No account? Signup here.

Table of Contents

What is SCINet

SCINet is the name for the USDA-ARS initiative for scientific computing. It consists of:

  1. High performance computer clusters for running command-line and graphical programs. There is currently one cluster in Ames IA named Ceres. Two new clusters will be coming online in 2020. SCINet also offers AWS cloud computing. See SCINet HPC Systems for more detail.
  2. Network improvements across ARS.
  3. Support for computing through the Virtual Research Support Core (VRSC). See VRSC Support for more detail.
  4. Training and workshop opportunities in multiple areas of scientific computing. See Upcoming Events and Past Workshops for more detail.

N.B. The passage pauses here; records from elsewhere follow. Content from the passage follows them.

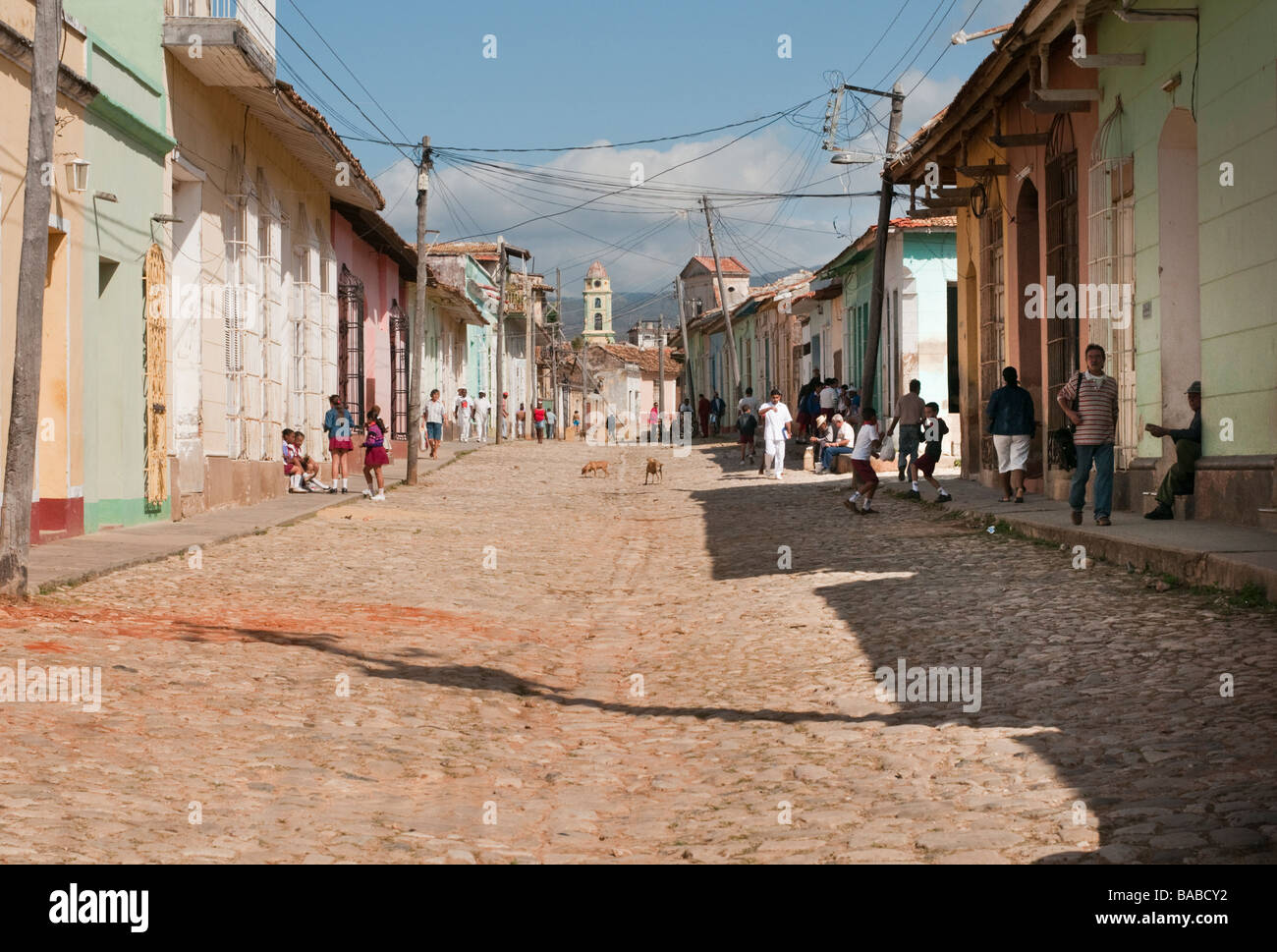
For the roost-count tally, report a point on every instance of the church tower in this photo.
(598, 306)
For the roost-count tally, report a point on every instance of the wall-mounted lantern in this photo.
(77, 174)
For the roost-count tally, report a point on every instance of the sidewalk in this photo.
(72, 561)
(1198, 552)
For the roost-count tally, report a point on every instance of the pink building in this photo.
(375, 287)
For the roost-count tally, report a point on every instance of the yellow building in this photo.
(58, 505)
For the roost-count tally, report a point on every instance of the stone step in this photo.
(1184, 506)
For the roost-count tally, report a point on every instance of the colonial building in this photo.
(1106, 196)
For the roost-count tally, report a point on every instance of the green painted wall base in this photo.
(123, 513)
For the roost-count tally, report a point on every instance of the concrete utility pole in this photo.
(416, 328)
(876, 296)
(688, 354)
(727, 310)
(528, 347)
(561, 411)
(501, 323)
(20, 466)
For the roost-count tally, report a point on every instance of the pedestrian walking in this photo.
(434, 423)
(1089, 400)
(910, 413)
(539, 420)
(933, 432)
(867, 445)
(718, 408)
(340, 427)
(746, 425)
(483, 407)
(775, 430)
(1012, 424)
(463, 412)
(374, 454)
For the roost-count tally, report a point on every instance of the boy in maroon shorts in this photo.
(933, 430)
(868, 441)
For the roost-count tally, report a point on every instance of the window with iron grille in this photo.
(1111, 263)
(1061, 259)
(350, 344)
(399, 372)
(992, 318)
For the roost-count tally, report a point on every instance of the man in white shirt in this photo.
(775, 429)
(463, 412)
(829, 398)
(841, 438)
(867, 443)
(483, 407)
(434, 423)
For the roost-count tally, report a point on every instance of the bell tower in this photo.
(598, 306)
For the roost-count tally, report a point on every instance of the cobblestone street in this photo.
(545, 667)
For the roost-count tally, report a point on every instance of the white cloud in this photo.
(764, 162)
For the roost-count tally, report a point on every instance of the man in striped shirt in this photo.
(1096, 420)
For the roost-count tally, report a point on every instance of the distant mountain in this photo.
(629, 308)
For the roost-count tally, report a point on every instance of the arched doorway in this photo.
(1061, 259)
(1180, 307)
(1028, 266)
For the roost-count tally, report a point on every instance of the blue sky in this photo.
(575, 73)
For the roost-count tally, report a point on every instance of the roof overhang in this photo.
(218, 50)
(310, 140)
(375, 232)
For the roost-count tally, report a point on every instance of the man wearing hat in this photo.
(1188, 450)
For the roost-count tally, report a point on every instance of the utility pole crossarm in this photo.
(416, 341)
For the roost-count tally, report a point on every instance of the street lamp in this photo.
(77, 174)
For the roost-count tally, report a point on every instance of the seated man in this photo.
(1188, 450)
(838, 442)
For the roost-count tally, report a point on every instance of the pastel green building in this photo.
(1199, 124)
(126, 144)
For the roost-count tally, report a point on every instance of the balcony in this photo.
(224, 42)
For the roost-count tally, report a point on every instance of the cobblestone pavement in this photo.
(635, 676)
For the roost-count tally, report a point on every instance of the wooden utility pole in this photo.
(416, 328)
(501, 325)
(688, 357)
(727, 310)
(20, 467)
(868, 374)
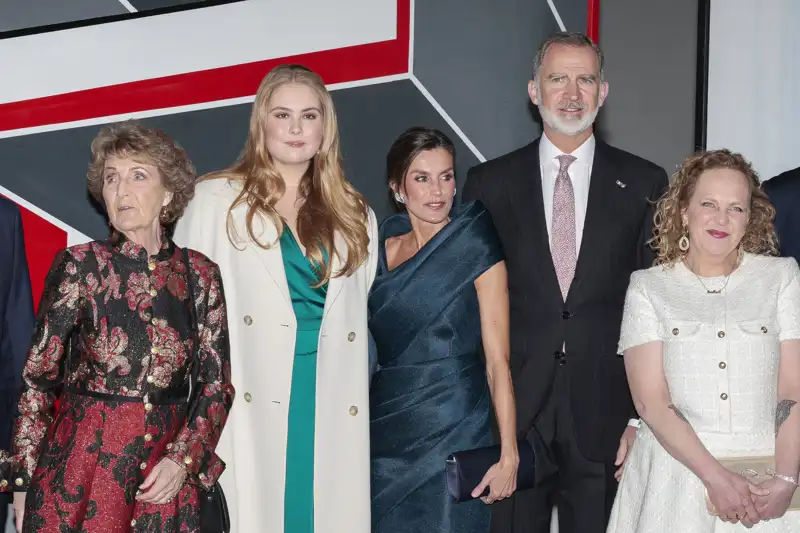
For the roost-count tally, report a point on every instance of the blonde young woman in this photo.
(297, 247)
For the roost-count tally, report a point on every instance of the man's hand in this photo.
(625, 445)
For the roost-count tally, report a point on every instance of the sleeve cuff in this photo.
(203, 473)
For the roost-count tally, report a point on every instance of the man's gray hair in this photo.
(569, 38)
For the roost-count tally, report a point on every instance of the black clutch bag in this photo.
(214, 516)
(465, 470)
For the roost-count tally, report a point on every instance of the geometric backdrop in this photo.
(192, 68)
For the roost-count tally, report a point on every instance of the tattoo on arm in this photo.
(678, 413)
(782, 413)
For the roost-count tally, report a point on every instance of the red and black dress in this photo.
(114, 327)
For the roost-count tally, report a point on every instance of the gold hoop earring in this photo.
(683, 243)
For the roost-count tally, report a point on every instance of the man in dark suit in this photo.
(574, 215)
(784, 193)
(16, 327)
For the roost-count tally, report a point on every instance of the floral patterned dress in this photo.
(113, 343)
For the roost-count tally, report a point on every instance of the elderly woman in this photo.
(115, 336)
(711, 344)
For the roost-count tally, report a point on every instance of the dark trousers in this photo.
(582, 490)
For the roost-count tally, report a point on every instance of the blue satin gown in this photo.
(429, 395)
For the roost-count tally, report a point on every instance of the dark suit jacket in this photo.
(618, 223)
(16, 310)
(784, 193)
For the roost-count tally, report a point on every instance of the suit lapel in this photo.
(602, 200)
(525, 195)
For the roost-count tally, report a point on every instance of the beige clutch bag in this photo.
(756, 470)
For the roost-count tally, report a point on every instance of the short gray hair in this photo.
(569, 38)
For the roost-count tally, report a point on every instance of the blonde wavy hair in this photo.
(759, 236)
(331, 205)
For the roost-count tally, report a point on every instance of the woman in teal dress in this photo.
(297, 249)
(308, 302)
(439, 297)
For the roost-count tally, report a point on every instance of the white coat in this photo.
(262, 337)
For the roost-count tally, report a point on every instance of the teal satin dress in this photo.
(308, 304)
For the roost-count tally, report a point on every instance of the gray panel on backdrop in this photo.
(49, 169)
(20, 14)
(475, 58)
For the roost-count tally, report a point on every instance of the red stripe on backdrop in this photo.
(335, 66)
(43, 241)
(593, 20)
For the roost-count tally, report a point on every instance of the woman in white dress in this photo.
(711, 344)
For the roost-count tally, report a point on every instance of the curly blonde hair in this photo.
(331, 204)
(759, 236)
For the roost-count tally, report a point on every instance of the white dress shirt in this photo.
(580, 173)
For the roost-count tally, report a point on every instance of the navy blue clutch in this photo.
(464, 470)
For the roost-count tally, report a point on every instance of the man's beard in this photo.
(566, 126)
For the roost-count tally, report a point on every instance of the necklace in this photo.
(727, 278)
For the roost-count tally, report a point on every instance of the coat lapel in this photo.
(271, 257)
(525, 195)
(336, 283)
(602, 200)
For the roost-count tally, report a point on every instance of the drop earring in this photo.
(683, 243)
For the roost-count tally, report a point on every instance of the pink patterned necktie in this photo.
(563, 226)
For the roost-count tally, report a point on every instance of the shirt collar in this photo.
(583, 154)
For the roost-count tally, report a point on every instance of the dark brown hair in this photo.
(407, 147)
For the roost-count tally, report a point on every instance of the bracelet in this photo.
(788, 479)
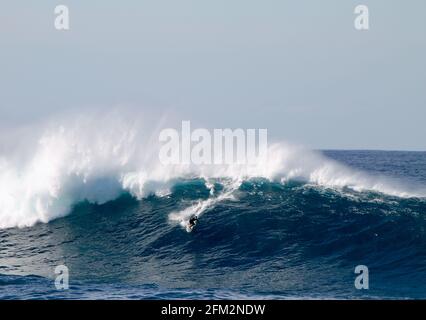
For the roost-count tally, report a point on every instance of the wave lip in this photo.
(97, 159)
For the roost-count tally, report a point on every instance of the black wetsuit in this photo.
(193, 221)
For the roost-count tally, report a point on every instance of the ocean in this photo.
(296, 232)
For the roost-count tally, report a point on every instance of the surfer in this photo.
(192, 222)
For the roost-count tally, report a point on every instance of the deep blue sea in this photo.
(283, 240)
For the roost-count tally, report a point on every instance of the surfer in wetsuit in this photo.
(192, 221)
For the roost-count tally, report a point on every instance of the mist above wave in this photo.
(93, 157)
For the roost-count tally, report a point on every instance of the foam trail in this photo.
(96, 158)
(182, 217)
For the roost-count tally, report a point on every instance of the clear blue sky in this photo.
(297, 68)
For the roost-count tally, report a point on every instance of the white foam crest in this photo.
(96, 158)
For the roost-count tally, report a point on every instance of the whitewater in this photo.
(50, 167)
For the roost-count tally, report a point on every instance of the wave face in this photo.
(97, 159)
(294, 226)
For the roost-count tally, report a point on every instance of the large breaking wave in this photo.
(48, 169)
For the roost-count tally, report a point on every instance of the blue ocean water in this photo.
(284, 240)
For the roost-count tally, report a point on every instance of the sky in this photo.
(297, 68)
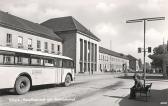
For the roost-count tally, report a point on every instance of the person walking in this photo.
(137, 86)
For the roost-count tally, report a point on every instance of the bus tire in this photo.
(22, 85)
(67, 80)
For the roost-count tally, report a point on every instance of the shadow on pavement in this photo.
(89, 94)
(157, 77)
(157, 98)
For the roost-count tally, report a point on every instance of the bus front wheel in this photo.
(67, 80)
(22, 85)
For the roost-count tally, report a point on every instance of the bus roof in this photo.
(31, 52)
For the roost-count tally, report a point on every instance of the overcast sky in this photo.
(105, 18)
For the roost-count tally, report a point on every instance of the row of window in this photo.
(110, 58)
(34, 61)
(20, 44)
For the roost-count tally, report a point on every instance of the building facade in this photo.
(20, 33)
(112, 61)
(133, 63)
(78, 42)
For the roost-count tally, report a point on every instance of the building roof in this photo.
(68, 24)
(112, 53)
(22, 25)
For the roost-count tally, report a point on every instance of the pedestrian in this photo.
(137, 86)
(92, 71)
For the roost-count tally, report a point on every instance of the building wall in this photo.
(86, 56)
(165, 66)
(25, 36)
(133, 63)
(69, 44)
(111, 63)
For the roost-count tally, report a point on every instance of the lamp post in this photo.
(144, 20)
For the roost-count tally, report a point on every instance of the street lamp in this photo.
(144, 20)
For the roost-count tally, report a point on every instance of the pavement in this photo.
(120, 95)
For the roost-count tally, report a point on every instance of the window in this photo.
(38, 45)
(58, 49)
(9, 38)
(36, 61)
(22, 60)
(58, 62)
(29, 43)
(8, 59)
(67, 64)
(48, 62)
(52, 48)
(46, 45)
(20, 40)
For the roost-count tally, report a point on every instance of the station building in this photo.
(112, 61)
(20, 33)
(133, 63)
(78, 42)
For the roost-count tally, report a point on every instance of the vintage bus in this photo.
(21, 69)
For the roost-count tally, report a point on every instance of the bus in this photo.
(21, 69)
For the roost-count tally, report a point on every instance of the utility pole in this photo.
(144, 20)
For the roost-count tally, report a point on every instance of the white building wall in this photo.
(78, 37)
(112, 63)
(15, 34)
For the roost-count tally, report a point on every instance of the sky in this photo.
(105, 18)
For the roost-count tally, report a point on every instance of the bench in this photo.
(145, 90)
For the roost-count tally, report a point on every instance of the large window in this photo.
(8, 59)
(9, 38)
(36, 61)
(48, 62)
(20, 40)
(38, 45)
(46, 46)
(58, 48)
(67, 64)
(21, 60)
(52, 48)
(30, 43)
(58, 62)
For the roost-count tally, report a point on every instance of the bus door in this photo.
(58, 75)
(58, 70)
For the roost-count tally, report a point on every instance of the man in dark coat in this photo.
(137, 86)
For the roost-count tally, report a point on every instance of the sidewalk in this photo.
(119, 97)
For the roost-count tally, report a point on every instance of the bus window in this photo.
(1, 59)
(58, 62)
(48, 62)
(36, 61)
(8, 59)
(21, 60)
(71, 64)
(67, 64)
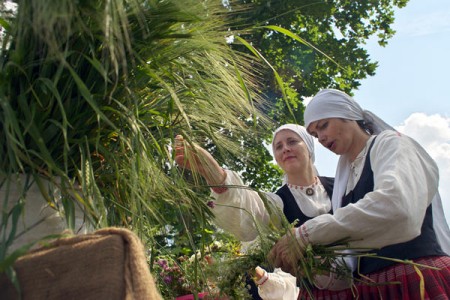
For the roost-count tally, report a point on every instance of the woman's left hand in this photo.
(287, 252)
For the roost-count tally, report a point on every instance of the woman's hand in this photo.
(197, 159)
(287, 252)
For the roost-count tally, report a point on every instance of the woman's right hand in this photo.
(197, 159)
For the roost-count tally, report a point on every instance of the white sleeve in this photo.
(405, 182)
(239, 210)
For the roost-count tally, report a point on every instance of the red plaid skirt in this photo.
(436, 283)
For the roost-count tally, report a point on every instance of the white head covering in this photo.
(302, 133)
(331, 103)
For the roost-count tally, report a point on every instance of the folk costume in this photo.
(238, 208)
(386, 199)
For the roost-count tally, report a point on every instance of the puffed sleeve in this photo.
(405, 181)
(240, 209)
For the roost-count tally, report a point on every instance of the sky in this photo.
(411, 87)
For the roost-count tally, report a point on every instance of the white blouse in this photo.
(405, 183)
(239, 210)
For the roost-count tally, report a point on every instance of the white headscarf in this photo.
(331, 103)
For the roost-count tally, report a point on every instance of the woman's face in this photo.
(290, 151)
(335, 134)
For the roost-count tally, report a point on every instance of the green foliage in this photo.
(92, 94)
(311, 45)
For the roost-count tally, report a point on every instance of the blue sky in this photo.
(411, 87)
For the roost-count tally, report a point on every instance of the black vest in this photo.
(291, 209)
(425, 244)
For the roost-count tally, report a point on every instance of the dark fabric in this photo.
(290, 207)
(425, 244)
(109, 264)
(292, 213)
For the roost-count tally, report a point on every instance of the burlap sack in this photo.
(108, 264)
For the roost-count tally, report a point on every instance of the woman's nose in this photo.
(286, 148)
(322, 138)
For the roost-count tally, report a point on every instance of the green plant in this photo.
(92, 94)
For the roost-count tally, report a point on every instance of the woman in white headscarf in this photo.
(385, 198)
(304, 195)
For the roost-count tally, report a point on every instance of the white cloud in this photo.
(433, 133)
(425, 24)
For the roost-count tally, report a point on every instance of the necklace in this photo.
(309, 189)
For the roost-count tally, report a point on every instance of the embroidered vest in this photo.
(291, 209)
(425, 244)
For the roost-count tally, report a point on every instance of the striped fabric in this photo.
(412, 283)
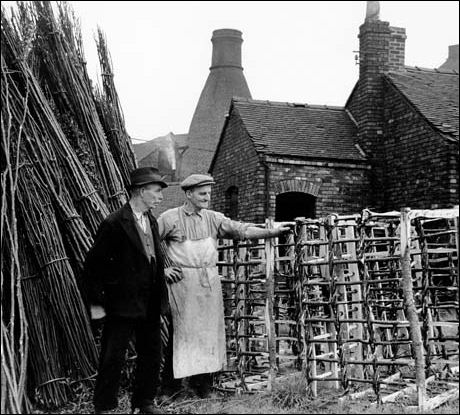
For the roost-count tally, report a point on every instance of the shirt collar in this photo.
(191, 212)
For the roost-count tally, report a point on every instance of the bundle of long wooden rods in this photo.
(57, 173)
(63, 73)
(111, 114)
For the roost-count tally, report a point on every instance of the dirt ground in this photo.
(286, 398)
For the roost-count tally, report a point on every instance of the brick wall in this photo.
(238, 164)
(341, 188)
(421, 168)
(382, 48)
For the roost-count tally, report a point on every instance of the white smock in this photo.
(197, 309)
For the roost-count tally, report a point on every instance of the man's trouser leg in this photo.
(115, 338)
(148, 348)
(169, 385)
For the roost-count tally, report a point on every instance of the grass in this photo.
(288, 397)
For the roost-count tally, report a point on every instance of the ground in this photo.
(286, 398)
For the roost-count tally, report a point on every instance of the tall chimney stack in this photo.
(451, 64)
(226, 50)
(225, 80)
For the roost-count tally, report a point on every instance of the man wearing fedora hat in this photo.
(191, 232)
(125, 283)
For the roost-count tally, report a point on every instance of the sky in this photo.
(293, 51)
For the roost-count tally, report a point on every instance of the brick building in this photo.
(264, 167)
(178, 155)
(394, 144)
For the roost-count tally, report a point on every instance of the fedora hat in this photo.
(146, 175)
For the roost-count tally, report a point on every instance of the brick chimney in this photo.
(451, 64)
(226, 50)
(381, 49)
(225, 80)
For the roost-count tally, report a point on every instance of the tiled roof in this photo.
(299, 130)
(433, 93)
(173, 196)
(144, 149)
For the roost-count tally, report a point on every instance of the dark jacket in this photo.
(118, 274)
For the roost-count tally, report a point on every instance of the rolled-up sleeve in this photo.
(230, 229)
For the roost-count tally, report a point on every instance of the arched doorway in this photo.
(290, 205)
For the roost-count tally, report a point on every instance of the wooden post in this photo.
(269, 306)
(409, 303)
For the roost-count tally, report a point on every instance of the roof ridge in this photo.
(430, 70)
(289, 104)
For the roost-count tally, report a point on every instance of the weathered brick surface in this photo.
(238, 164)
(421, 169)
(339, 187)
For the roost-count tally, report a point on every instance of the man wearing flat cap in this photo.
(125, 283)
(191, 232)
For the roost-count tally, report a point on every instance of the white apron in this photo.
(197, 308)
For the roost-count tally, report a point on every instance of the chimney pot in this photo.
(226, 51)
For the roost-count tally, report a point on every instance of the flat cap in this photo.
(145, 175)
(195, 180)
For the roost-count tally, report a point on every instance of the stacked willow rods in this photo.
(111, 114)
(60, 179)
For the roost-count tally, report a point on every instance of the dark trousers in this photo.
(115, 338)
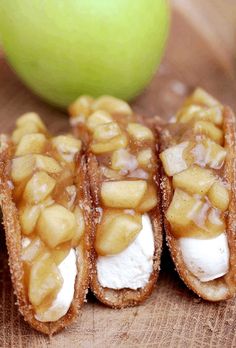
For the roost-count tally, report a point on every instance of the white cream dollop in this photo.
(207, 259)
(133, 266)
(62, 302)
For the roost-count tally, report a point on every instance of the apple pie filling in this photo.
(47, 197)
(124, 191)
(201, 194)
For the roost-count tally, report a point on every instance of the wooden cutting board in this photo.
(200, 52)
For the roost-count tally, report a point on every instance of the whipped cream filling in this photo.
(133, 266)
(207, 259)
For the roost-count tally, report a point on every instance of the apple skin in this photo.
(64, 48)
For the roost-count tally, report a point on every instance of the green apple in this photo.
(64, 48)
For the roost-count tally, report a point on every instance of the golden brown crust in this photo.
(124, 297)
(224, 287)
(13, 241)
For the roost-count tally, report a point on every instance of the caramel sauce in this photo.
(210, 219)
(131, 170)
(66, 194)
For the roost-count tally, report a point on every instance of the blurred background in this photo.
(201, 51)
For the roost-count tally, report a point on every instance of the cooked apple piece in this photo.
(28, 216)
(67, 146)
(219, 196)
(215, 223)
(149, 200)
(45, 279)
(80, 227)
(105, 132)
(97, 118)
(116, 235)
(215, 154)
(60, 253)
(110, 173)
(194, 180)
(173, 159)
(22, 168)
(18, 133)
(116, 143)
(145, 158)
(31, 143)
(122, 159)
(123, 194)
(182, 212)
(30, 118)
(210, 130)
(48, 164)
(56, 225)
(38, 188)
(139, 132)
(82, 106)
(201, 97)
(112, 105)
(33, 250)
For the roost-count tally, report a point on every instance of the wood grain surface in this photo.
(201, 51)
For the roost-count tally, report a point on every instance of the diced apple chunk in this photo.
(173, 159)
(22, 168)
(116, 143)
(105, 132)
(181, 214)
(67, 146)
(28, 216)
(48, 164)
(45, 279)
(219, 196)
(116, 235)
(81, 106)
(139, 132)
(194, 180)
(122, 159)
(215, 223)
(149, 200)
(56, 225)
(30, 118)
(31, 143)
(33, 250)
(112, 105)
(123, 194)
(215, 154)
(210, 130)
(97, 118)
(60, 253)
(38, 188)
(145, 158)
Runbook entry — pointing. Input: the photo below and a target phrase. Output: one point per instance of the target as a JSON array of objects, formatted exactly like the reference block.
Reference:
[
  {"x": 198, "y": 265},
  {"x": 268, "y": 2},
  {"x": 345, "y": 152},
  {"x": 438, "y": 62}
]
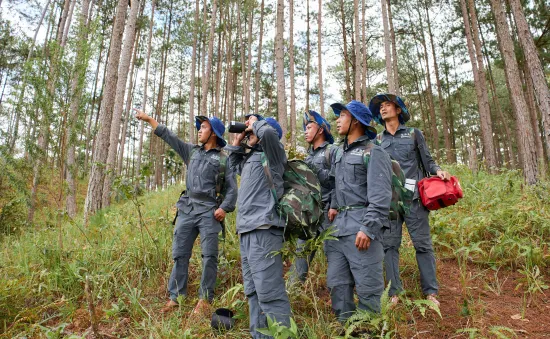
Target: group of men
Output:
[{"x": 356, "y": 198}]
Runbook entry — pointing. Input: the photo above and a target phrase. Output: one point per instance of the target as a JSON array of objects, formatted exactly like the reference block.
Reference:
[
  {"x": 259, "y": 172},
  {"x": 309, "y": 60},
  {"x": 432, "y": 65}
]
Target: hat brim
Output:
[{"x": 369, "y": 130}]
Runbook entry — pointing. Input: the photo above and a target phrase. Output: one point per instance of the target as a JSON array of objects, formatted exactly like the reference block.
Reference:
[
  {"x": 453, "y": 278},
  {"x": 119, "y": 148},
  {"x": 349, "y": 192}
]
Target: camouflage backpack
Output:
[
  {"x": 401, "y": 198},
  {"x": 301, "y": 203}
]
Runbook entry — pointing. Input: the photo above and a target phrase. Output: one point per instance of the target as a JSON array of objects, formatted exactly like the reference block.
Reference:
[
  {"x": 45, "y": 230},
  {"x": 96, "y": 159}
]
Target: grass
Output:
[{"x": 499, "y": 225}]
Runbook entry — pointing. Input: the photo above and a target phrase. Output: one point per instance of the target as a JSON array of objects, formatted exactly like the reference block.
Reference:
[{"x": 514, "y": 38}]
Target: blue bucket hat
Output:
[
  {"x": 217, "y": 127},
  {"x": 256, "y": 115},
  {"x": 273, "y": 123},
  {"x": 319, "y": 120},
  {"x": 359, "y": 112},
  {"x": 375, "y": 103}
]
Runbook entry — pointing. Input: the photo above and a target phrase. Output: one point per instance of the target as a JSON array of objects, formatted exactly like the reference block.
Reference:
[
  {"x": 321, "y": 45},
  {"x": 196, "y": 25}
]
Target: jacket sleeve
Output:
[
  {"x": 424, "y": 151},
  {"x": 271, "y": 145},
  {"x": 230, "y": 198},
  {"x": 379, "y": 193},
  {"x": 181, "y": 147},
  {"x": 236, "y": 157}
]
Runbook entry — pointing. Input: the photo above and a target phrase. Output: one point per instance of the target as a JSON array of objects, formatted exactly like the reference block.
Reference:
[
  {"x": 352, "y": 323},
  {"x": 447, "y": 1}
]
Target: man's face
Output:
[
  {"x": 312, "y": 129},
  {"x": 389, "y": 110},
  {"x": 252, "y": 138},
  {"x": 343, "y": 122},
  {"x": 205, "y": 132}
]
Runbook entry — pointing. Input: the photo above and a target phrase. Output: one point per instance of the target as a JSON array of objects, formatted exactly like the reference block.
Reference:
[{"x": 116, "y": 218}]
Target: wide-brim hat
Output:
[
  {"x": 312, "y": 116},
  {"x": 222, "y": 319},
  {"x": 256, "y": 115},
  {"x": 217, "y": 127},
  {"x": 359, "y": 112},
  {"x": 375, "y": 103},
  {"x": 273, "y": 123}
]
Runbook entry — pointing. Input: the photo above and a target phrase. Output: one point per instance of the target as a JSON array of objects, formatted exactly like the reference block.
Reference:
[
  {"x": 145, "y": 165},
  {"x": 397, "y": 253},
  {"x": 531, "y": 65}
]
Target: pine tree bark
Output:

Set Up Multi-Factor Authentication

For security, SCINet requires multifactor authentication. See the setup instructions in the Multi-Factor Authentication User Guide.

HPC Clusters on SCINet

Cluster name Location Login Nodes Transfer Nodes
Ceres Ames, IA ceres.scinet.usda.gov ceres-dtn-0.scinet.usda.gov
TBD Starkville, MS TBD TBD
TBD Beltsville, MD TBD TBD

Accessing SCINet

All users should have received their login credentials in an email. If you have not, please email the Virtual Research Support Core at scinet_vrsc@USDA.GOV

From Windows 10

Windows 10 that is up to date has an ssh client in the Windows Power Shell. To use that client, click on the Start button and start typing “power”. Select Windows PowerShell from the list. In the PowerShell window you can simply type

ssh <user.name>@ceres.scinet.usda.gov

However we recommend creating a config file as described in the instructions for Mac and Linux in the next section. To create config file in C: > Users > (your account) > .ssh on your Windows 10 computer use Notepad. Make sure to save file with no extension (simply config and not config.txt). If you don’t want to use config file, you can manually type longer ssh command described in the instructions for Mac and Linux below. The -o option is not required but helps to keep ssh connection alive.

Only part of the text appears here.